En la analítica pueden alterarse la velocidad de sedimentación globular , la proteína C reactiva como marcadores de inflamación y se puede producir anemia y elevaciones del ácido úrico. El factor reumatoide es generalmente negativo y en el líquido sinovial de las articulaciones contiene abundantes células siendo de tipo inflamatorio.

¿Cómo se trata la artritis psoriásica?

Existen una serie de medidas generales a tener en cuenta en el tratamiento de la Artritis Psoriásica como son evitar los episodios de depresión o desánimo, considerar en su justa medida los trastornos psicosociales, abordar las comorbilidades asociadas a la enfermedad y asistir en el alivio del dolor e inflamación para detener la progresión y mejorar la calidad de vida del paciente.

El tratamiento varía según el nivel de dolor. Las personas con una artritis muy leve pueden requerir tratamiento únicamente cuando sienten mucho dolor en las articulaciones y pueden detener la terapia cuando se sienten mejor.

El reposo-ejercicio es importante porque una articulación inflamada requiere reposo, pero también se precisa actividad muscular y ejercicio físico diario para evitar la atrofia.La terapia ocupacional instruye al paciente para saber cómo proteger las articulaciones, evitar lesiones y aumentar la flexibilidad.

Como tratamiento inicial se utilizan medicamentos antiinflamatorios no esteroideos como el ibuprofeno o el naproxeno.

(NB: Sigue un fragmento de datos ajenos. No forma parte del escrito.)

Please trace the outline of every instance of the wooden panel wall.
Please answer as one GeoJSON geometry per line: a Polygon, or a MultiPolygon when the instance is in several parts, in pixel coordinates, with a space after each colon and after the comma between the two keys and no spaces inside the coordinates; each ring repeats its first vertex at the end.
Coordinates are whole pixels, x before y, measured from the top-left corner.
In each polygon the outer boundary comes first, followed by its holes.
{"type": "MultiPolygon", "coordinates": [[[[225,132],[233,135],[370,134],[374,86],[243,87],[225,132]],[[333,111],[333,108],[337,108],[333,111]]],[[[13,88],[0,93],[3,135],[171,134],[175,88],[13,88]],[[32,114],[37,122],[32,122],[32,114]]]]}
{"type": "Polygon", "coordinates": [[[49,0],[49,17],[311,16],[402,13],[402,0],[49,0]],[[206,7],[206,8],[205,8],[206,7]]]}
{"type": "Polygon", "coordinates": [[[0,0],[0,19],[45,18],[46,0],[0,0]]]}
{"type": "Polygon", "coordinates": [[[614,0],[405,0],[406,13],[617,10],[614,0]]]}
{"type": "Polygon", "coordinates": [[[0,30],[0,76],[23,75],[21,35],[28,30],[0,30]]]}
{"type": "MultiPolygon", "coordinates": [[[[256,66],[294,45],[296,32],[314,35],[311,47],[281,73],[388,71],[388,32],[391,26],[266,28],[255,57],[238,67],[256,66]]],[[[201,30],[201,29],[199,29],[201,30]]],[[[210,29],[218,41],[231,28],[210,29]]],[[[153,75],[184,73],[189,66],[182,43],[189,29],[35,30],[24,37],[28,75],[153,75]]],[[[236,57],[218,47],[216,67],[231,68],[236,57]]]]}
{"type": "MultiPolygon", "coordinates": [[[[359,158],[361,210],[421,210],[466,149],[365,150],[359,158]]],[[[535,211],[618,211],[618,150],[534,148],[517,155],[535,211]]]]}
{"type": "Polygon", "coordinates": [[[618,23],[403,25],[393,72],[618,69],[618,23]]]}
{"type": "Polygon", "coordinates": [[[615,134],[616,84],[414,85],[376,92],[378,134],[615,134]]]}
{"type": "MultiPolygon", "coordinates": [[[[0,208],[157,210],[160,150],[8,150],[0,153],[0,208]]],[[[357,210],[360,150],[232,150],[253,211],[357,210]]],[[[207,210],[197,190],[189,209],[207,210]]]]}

Si la artritis no responde, pueden recetarse fármacos antirreumáticos que modifican la enfermedad. Entre ellos se encuentran la sulfasalacina ,el metotrexato ,la ciclosporina y la leflunomida. Algunas veces, pueden administrarse combinaciones de estos medicamentos. El antimalárico hidroxicloroquina puede ayudar, pero por lo general se evita ya que puede producir un brote de psoriasis. La azatioprina puede ayudar a las personas con formas graves de artritis psoriásica.

Los agentes anti factor de necrosis tumoral que están disponibles desde hace menos tiempo, como adalimumab,etanercept,golimumab e infliximab pueden ayudar tanto con la artritis como con la psoriasis cutánea.

Las inyecciones de corticosteroides pueden ser útiles para articulaciones inflamadas. Puede realizarse una cirugía para reparar o reemplazar articulaciones seriamente dañadas.